In this first example we are training a vision transformer on the Tiny ImageNet Dataset we have just downloaded. This example is similar to the code you can already run on your laptop using a single GPU or CPU. The next chapters will explain how to scale up this training run to use multiple gpus on multiple nodes.
To run the Vision Transformer example, we need to use the provided batch job script run.sh that you can use to run the visiontransformer.py script on a single GPU.
To run the provided script yourself, you first need to edit the script to add your project space:
export PROJECT_SPACE=/projects/0/prjsXXXXYou can submit then the job to the Snellius scheduler by running:
sbatch run.shNote that in the shell script we have provided, we are binding the path to the dataset to the container with the command:
apptainer exec -B $BIND_PATH $CONTAINER python ....As explained in the previous chapter, the -B option allows to bind the directory specified by $BIND_PATH to the container so that our python script can access the datra stored there.

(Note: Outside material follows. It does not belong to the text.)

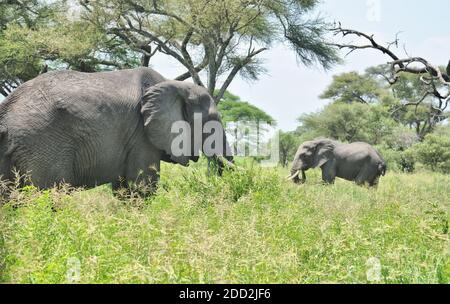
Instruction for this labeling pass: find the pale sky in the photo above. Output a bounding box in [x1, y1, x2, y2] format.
[151, 0, 450, 131]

Once the job starts running, a slurm-<jobid>.out file will be created in this directory. This file contains the output of the job and will be updated as the job progresses. The output will show Loss and Accuracy values for each epoch, similar to the following:
Epoch 1, Loss: 4.68622251625061
Accuracy: 9.57%
Epoch 2, Loss: 4.104039922332763
Accuracy: 15.795%
Epoch 3, Loss: 3.7419378942489625
Accuracy: 19.525%
Epoch 4, Loss: 3.6926351853370667
Accuracy: 21.265%
...Congratulations! You have run your first training job on Snellius.